On 21/04/2011 11:05, Dr. David Kirkby wrote:
I went to a talk last night at the London Open Solaris User Group (LOSUG) by 
Darren Moffat - an Oracle engineer who had a major role in the ZFS encryption 
implementation in Solaris. I was particularly interested in this,as for a long 
time I've been concerned about security of data on my laptop.

I decided to try to secure my laptop, which is running Solaris 11 Express. I 
want to set the machine up so that during the boot process I get asked to enter 
the pass phrase to mount file system with my home directory on.

But I am having problems.

First I create the file system. As expected, Solaris asks for a pass phrase:

drkirkby@laptop:~# zfs create -o compression=on -o encryption=on -o
mountpoint=/export/home/davek rpool/export/home/davek
Enter passphrase for 'rpool/export/home/davek': *******
Enter again: ******

Next I create a file on the file system and check it exists.
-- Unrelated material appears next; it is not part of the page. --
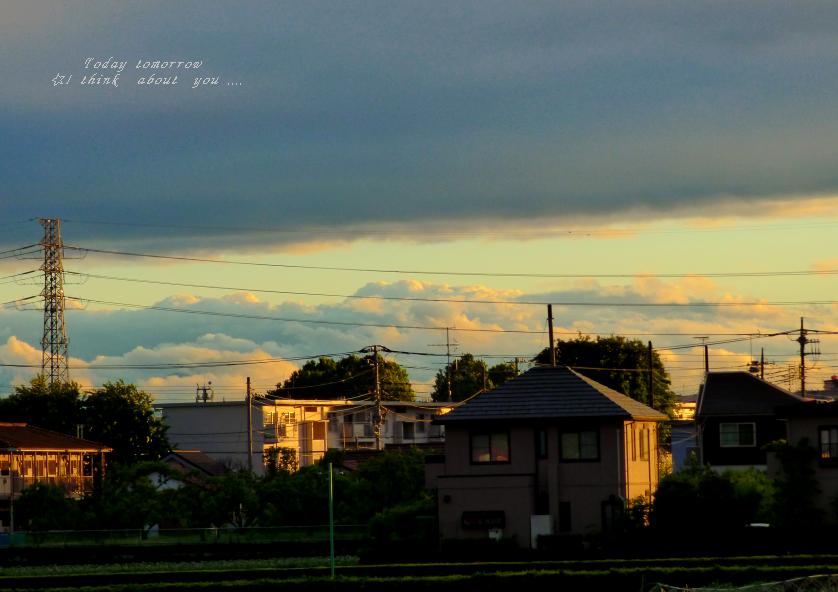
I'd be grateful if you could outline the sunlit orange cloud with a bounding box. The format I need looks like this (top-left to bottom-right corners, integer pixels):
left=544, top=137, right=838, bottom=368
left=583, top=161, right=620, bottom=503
left=812, top=257, right=838, bottom=271
left=675, top=195, right=838, bottom=229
drkirkby@laptop:~# touch /export/home/davek/foo
drkirkby@laptop:~# ls /export/home/davek/foo
/export/home/davek/foo

Unmount the encrypted file system

drkirkby@laptop:~# zfs umount rpool/export/home/davek

Check  the file I created is no longer available

drkirkby@laptop:~# ls /export/home/davek/foo
/export/home/davek/foo: No such file or directory

Now I get a problem. I was expecting to have to enter the pass
phrase  again when attempting to mount the file system, but this is not being
requested. As you can see, I can mount the file system without the pass
phrase and read the data on the file system.
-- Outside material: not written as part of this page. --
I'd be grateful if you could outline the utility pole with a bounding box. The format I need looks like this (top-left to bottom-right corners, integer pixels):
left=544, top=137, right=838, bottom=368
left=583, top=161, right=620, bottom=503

I covered that in the talk last night - in fact we had about a 5 minute discussion about why it is this way.

If you want the key to go away you need to run:

        # zfs key -u rpool/export/home/davek

drkirkby@laptop:~# zfs mount rpool/export/home/davek
drkirkby@laptop:~# ls /export/home/davek/foo
/export/home/davek/foo
drkirkby@laptop:~#

This looks wrong to me, but I've no idea how to solve it.

No it is correct by design.

As I mentioned last night the reason for this is so that delegated administration of certain properties can work for users that don't have the 'key' delegation and don't have access to the wrapping keys.
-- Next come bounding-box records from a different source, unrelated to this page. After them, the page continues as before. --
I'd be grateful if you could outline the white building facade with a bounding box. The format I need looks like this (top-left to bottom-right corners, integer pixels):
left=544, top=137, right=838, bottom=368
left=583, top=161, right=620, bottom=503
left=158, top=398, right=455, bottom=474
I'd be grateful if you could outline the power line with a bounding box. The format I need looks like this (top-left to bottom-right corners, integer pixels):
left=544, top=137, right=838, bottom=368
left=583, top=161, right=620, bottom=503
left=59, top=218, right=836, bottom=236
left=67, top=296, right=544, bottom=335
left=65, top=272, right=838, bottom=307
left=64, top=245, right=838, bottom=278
For example changing a mountpoint causes an umount followed by a mount. There are other changes that under the covers can cause a filesystem to be temporarily unmounted and remounted.

The next issue is how do I get the file system to mount when the
> machine is booted? I want to supply the pass phrase by typing it in,
> rather than from storing it in USB stick or other similar method.

Since this is your user home directory the ideal way would be a PAM module that ran during user login and requested the passphrase for the ZFS encrypted home dir.

There isn't one in Solaris 11 Express (snv_151a) at this time.

Any  ideas what I need to do to get this file system to request the
pass phrase before mountin g the file system?

There is source for a prototype PAM module in the old opensolaris.org zfs-crypto repository:

http://src.opensolaris.org/source/history/zfs-crypto/phase2/usr/src/lib/pam_modules/

You would need to take a clone of that repository and check out changeset 6749:6dded109490e and see if that old PAM module could be hacked into submission. Note that it uses private interfaces and doing so is not supported by any Oracle support contract you have.